Zsa Zsa and her friends uncover the body of Owen Turner (Lee Ross) in Albert Square's gardens, and are horrified. The next day, Zsa Zsa makes a joke when Leon speaks after saying nothing all day, and he leaves. She finds him and apologises, and comforts him as she did not realise how badly he was affected. He then tells her about when his mother died in a car crash. Phil ejects Zsa Zsa and Shirley from their home, incorrectly claiming that Shirley has conspired with his mother Peggy Mitchell (Barbara Windsor) against him, leaving them homeless. They move in with Heather, but the landlord fails to make mortgage payments, meaning bailiffs turn up to take the house. They agree to squat but Shirley leaves the house, meaning they cannot return there. Zsa Zsa tells Shirley she is useless and would rather live in the gutter. She then asks Mercy if she can stay with her, and starts working in the café. Zsa Zsa later accidentally reveals that Lucy's miscarriage was actually an abortion to Jane, when she misunderstands Jane being upset over Lucy being dishonest about cheating to gain her grades.
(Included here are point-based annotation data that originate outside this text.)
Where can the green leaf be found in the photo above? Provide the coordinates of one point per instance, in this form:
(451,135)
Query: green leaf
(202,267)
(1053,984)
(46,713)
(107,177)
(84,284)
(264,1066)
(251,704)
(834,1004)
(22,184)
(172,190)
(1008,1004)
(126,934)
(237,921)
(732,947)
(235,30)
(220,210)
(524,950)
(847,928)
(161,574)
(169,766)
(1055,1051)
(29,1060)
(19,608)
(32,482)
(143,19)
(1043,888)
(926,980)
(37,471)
Leon obtains two tickets to a music festival in France and chooses to take Zsa Zsa with him. However, Zsa Zsa finds out from Mercy that Leon slept with Glenda Mitchell (Glynis Barber). She lies to him that she slept with someone else a few months ago to see if he will confess, but he says he has not been with anyone else. Later, she seduces him in Fatboy's van but throws him out in his underwear, humiliating him. She says goodbye to Shirley and leaves Walford for France in the van.

==Other appearances==
Zsa Zsa also appears in extra content on the official EastEnders: E20 website. The first is a video of her writing a text message to her mother, in which she says goodbye and that she is sick of trying to mend their relationship. However, she saves the message without sending it. Another video shows Leon filming Zsa Zsa as they mess around with their camera phones, ending with a kiss. Zsa Zsa also makes a cameo appearance in series 2 of EastEnders: E20. In the first episode, she insults Naz Mehmet (Emaa Hussen), who insults her back, before stealing some of Fatboy's money and running away.

==Reception==
During her stint on EastEnders: E20, Zsa Zsa was called an "impressive" character by Tony Stewart of the Daily Mirror. A writer for The Northern Echo wondered if Zsa Zsa, along with Leon and Fatboy, brought a new injection of life into EastEnders or took away screen time from more established characters, Zsa Zsa was featured in Inside Soaps "Next Big Thing" feature in 2010, where they name the new stars of British soaps that they believe "will set the world of soap alight in the year ahead" but after her departure they branded her one of 2010's departed characters that would not be remembered. In May 2010, Kenny received a nomination in the "Best Soap Newcomer" category at the 14th TVChoice Awards for her portrayal of Zsa Zsa.